Patrick Skene-Catling

Nothing like a Dame

issue 02 October 2010

Kafka was right: ‘Strange how make-believe, if engaged in systematically enough, can change into reality.’ But Barry Humphries, at the age of 76, manages much of the time to control his vacillating schizoid tendencies in nice equipoise. In his autobiography More Please, he stated that Edna Everage was a figment of his imagination. In this new ‘unauthorised’ biography of Dame Edna there are Kafkaesque indications that he believes she actually ‘has her being’, as he might put it. Like a ventriloquist’s dummy, she has long enabled him publicly to deride others in malicious innuendo that he would not have uttered in his less frivolous role of kindly Barry Humphries. However, as in other authenticated cases, the subterfuge is fragile: the creation sometimes dominates the creator, no matter how earnestly he attempts to maintain a semblance of normality.

At what may be described as the southernmost extremity of bipolar mood-swings, Humphries writes: ‘I wonder how I could ever have allowed one seemingly shy and uneducated woman to ruin my life.’ In fact, of course, she enhanced his life far beyond his most ambitious fantasy in the days when he was a Dadaistic transvestite student prankster at Melbourne University.

‘Melbourne was bisected by a class barrier,’ Humphries recalls. ‘Nice people lived south of it.’ He was brought up in the middle-class suburb of Camberwell.
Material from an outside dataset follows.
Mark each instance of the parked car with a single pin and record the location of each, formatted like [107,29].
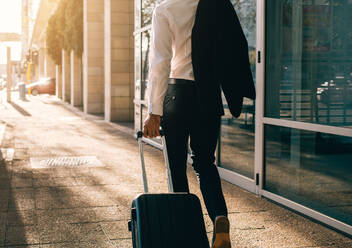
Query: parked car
[42,86]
North of the River Yarra ‘dwelt nobody we knew or wished to know’. Yet Edna, a resident of Moonee Ponds, ‘a drab working-class suburb’, succeeded in persuading him by girlish postcard (green ink, circles over the i’s) to cross the barrier to witness her as Mary Magdalene, in a church-hall Passion Play. ‘One of the leads,’ she said, ‘along with God and Jesus.’ She sought Barry’s advice on acting and wanted him to manage her. After her performance, he thought:

If I could hire her for next to nothing to appear in one of my satirical stage shows she would be hilarious, even if she only read the telephone directory… This Edna could be the Eliza Doolittle to my Henry Higgins.